Diane Campbell, Brewster
Stress During a Pandemic
In “Welcome to Burnout Nation, Where Everything is Not OK” (June 7), Alyssa Giacobbe says: “There’s a heavy mental load to simply existing right now. Outside structures that were critical to balancing and de-stressing, such as spin class or coffee with friends, are gone, replaced by an endless loop of just getting through today, which feels a lot like yesterday and will probably feel a lot like tomorrow, too.” Excellent article—I too have found myself spent at the end of the day for no real apparent reason. Physically, mentally, and emotionally fatigued. This [pandemic] has stressed every aspect of our lives, and those of the people we love. Health, money/income (which provides for security), even going to the store for food have become front and center on a constant basis. Those all fit in with Maslow’s hierarchy of needs.

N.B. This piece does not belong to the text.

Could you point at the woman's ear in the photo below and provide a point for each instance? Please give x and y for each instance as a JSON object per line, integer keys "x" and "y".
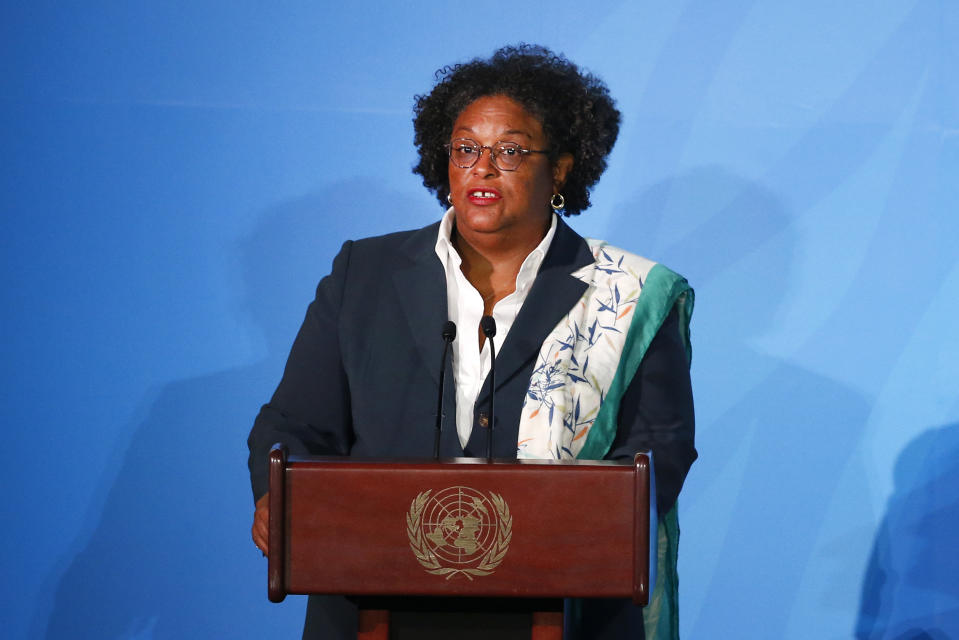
{"x": 561, "y": 169}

jdb472, posted on bostonglobe.com
A Path Toward Understanding
Right on for the Perspective on white people and racism (“What Too Many White People Still Don’t Understand About Racism,” June 14). History/civics in public schools should be a requirement—to teach the real American history. It isn’t the only answer, but it is a start. One has to know what is wrong to try to fix it.
Leon Cantor, Cambridge
We will not solve racism until we turn from discussing black versus white to discussing what is right versus what is wrong. What happened to George Floyd is wrong. Protesting that act is right. Prosecuting the police officer is right. Looting businesses is wrong. Grouping all police officers as the source of the problem is wrong. Identifying police officers who do wrong and changing civil service rules to allow them to be fired is right. Until we look at the problems in this way, we will be stuck in an endless argument that unfortunately many will capitalize on for political purposes.
g-inthebag, posted on bostonglobe.com
The article is a wake-up call to all school systems, institutions of higher education, and professional schools. Long overdue, it is abundantly clear that anti-racism education, now and forever, must be an integral part of any and all curricula.
Kathleen Atkinson, Nahant
Too much of white America reacts more negatively to being called racist than racism itself. The alarm has been going off for over 400 years. But we keep hitting the snooze button.
dcpavs, posted on bostonglobe.com
Here’s what we need to think about: What can I do in my daily life to help with this problem? What do I need to rethink in terms of my own upbringing and experiences and internal prejudices—even if thinking about these issues causes me to admit things about myself that make me uncomfortable? This is the catalyst for change.
NADOROCK, posted on bostonglobe.com
I don’t think the solution to the country’s problems is having more white people read Faulkner novels. It would be helpful if people in different subcultures and demographic groups knew more about each others’ everyday experiences. It would be helpful to understand recent history that helps explain why some people are in poverty and some aren’t, and this isn’t evenly distributed. Simply shining a light on what awful things are actually happening has done more to motivate white allies to be outraged and demand political change than a hundred intentionally uncomfortable conversations about race.